Our 5 year old? 10.8kW Electric shower decided to die this week. I have bought a replacement 10.8kW shower and have a few questions regarding its installation.
The original 10.8kW shower was fitted in 2002/2003 when we had our bathroom replaced. We had a new circuit installed for it as we did not previously have an electric shower.
1) Am I allowed to replace the old shower with the new myself or will I be breaking "Part P" of the Building Regulations?
If am not allowed then end of questions, time for a phone call.
However if I can replace it myself I shall continue...
The circuit installed for our shower is as expected -almost: 10mm cable, 30mA RCD and the confusing part a 40A fuse. I found the original install requirements for the old shower and everything checks out except the 40A fuse, the installation manual indicated a 45A fuse should have been installed for the 10.8kW shower model. The new shower also wants a 45A fuse to be present.
2) Will the new shower be able to work with this fuse too?
3) What is the worst that can happen? I connect everything up as per instructions, turn the shower on and the fuse trips.

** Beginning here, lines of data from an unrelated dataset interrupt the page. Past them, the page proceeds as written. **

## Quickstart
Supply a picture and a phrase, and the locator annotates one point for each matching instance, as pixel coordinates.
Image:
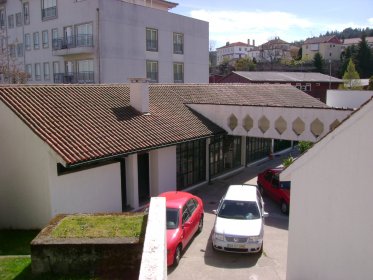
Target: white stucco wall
(92, 190)
(162, 170)
(24, 193)
(330, 230)
(123, 43)
(347, 98)
(220, 115)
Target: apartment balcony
(80, 44)
(87, 77)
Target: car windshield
(285, 185)
(172, 218)
(240, 210)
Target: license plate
(236, 246)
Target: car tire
(260, 252)
(200, 225)
(284, 207)
(261, 189)
(177, 256)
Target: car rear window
(240, 210)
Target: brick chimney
(139, 94)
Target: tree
(351, 77)
(364, 59)
(245, 64)
(349, 53)
(318, 62)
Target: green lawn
(92, 226)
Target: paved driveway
(200, 261)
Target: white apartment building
(104, 41)
(233, 51)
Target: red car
(184, 218)
(269, 184)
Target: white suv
(239, 221)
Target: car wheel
(177, 256)
(284, 207)
(261, 249)
(261, 189)
(200, 225)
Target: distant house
(233, 51)
(328, 46)
(330, 228)
(271, 51)
(355, 41)
(315, 84)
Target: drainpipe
(98, 46)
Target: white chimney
(139, 94)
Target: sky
(262, 20)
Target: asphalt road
(200, 261)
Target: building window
(85, 71)
(37, 72)
(26, 13)
(178, 43)
(28, 70)
(10, 21)
(225, 154)
(178, 72)
(84, 35)
(257, 148)
(151, 39)
(46, 71)
(36, 40)
(20, 50)
(48, 9)
(152, 71)
(2, 18)
(190, 163)
(45, 39)
(28, 41)
(55, 40)
(19, 19)
(56, 72)
(12, 50)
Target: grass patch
(16, 242)
(99, 226)
(12, 267)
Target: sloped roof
(236, 44)
(266, 76)
(93, 122)
(322, 39)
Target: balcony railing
(84, 40)
(86, 77)
(48, 13)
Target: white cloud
(259, 25)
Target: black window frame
(151, 43)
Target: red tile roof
(94, 122)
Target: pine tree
(364, 59)
(351, 77)
(318, 62)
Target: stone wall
(109, 257)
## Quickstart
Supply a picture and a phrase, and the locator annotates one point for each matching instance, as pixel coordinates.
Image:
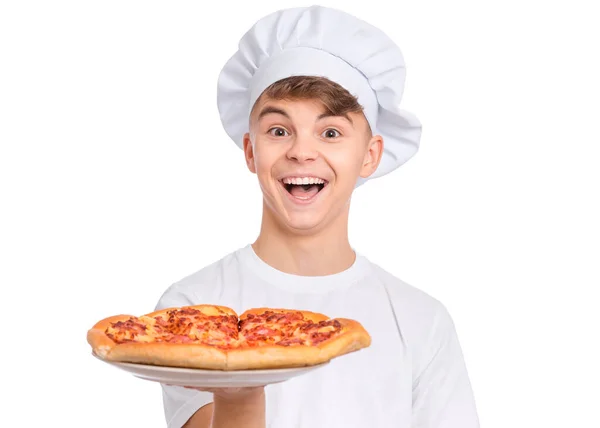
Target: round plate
(210, 378)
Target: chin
(304, 223)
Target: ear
(372, 156)
(249, 153)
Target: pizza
(215, 337)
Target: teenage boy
(312, 98)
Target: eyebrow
(270, 110)
(275, 110)
(326, 114)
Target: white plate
(210, 378)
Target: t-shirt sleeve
(442, 392)
(180, 403)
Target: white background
(117, 180)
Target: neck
(325, 252)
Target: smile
(303, 189)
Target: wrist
(240, 397)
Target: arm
(442, 394)
(242, 407)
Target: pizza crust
(196, 356)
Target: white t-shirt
(412, 376)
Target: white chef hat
(320, 41)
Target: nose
(303, 148)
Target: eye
(331, 133)
(277, 132)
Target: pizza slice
(278, 338)
(193, 336)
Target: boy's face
(308, 163)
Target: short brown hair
(335, 98)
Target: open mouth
(304, 188)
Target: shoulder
(193, 288)
(409, 298)
(421, 316)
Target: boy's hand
(232, 394)
(232, 407)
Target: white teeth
(303, 180)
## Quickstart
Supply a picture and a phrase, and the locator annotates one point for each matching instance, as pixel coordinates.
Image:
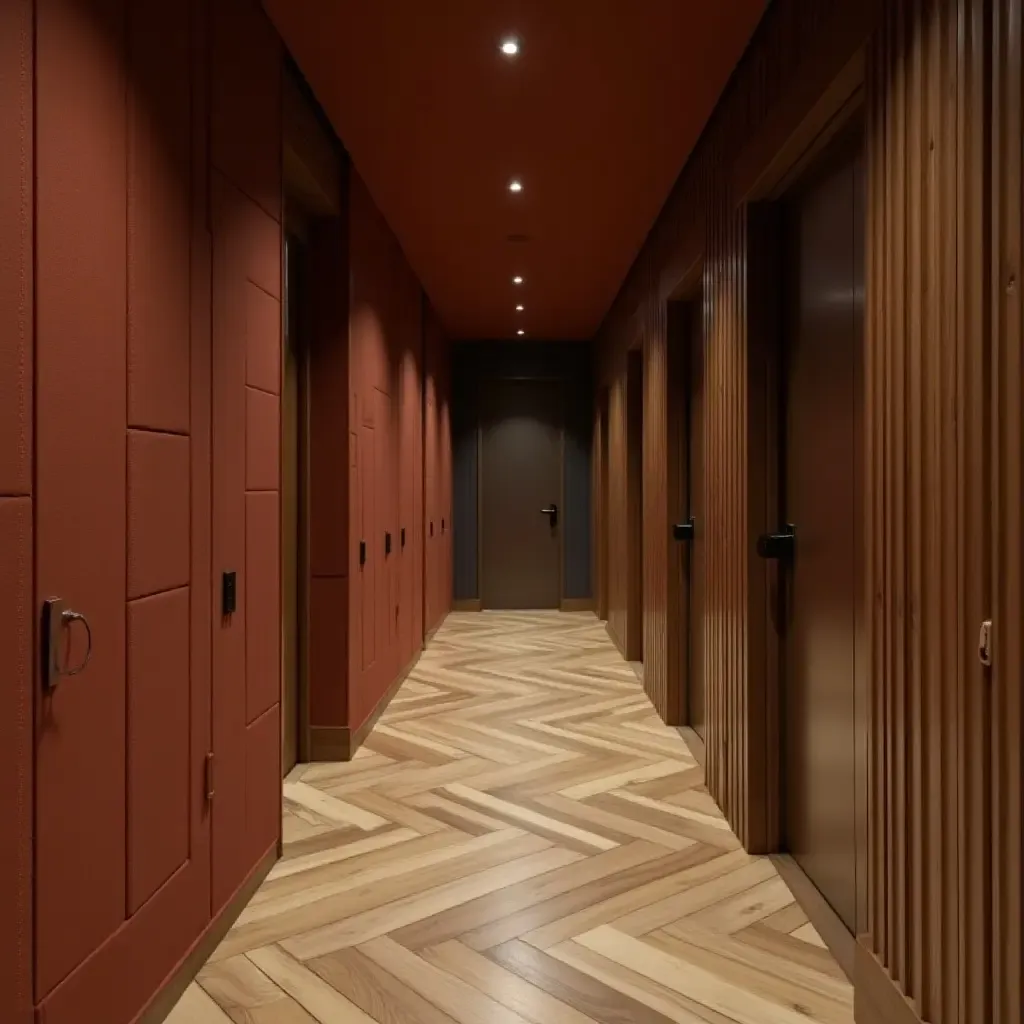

Time for the original phone call...
Thanks in advance for any help and advice you can give me.
There is a link to Part P in projects where you can read for yourself. Bathroom is considered special location but page 8 says replacement is generally not notifiable even if carried out in special location. As to if you feel you can do this with the skills you have is not something I can answer. I hate that generally what is wrong with yes or no I don't know? which is why I can't say yes or no but I know what I would do!
As to 40 amp fuse there is a time curve and unless you take hour long showers it should be OK. If it was a trip then they act faster but worse that can happen is it will trip.
I am fairly confident with my DIY skills. Before Part P came in I was happy to tackle most DIY electrical work myself with a bit of research into the specific requirements for each job.
When I said 40A fuse I actually meant a 40A mcb.
I just don't want to be breaking any regulations by replacing the shower myself.
Am I right in thinking that if once fitted the 40A mcb keeps tripping (sounds like that will be quite possible) then I would need to get an electrician to replace the 40A mcb with an 45A mcb as that would be considered a consumer unit replacement, therefore, notifiable.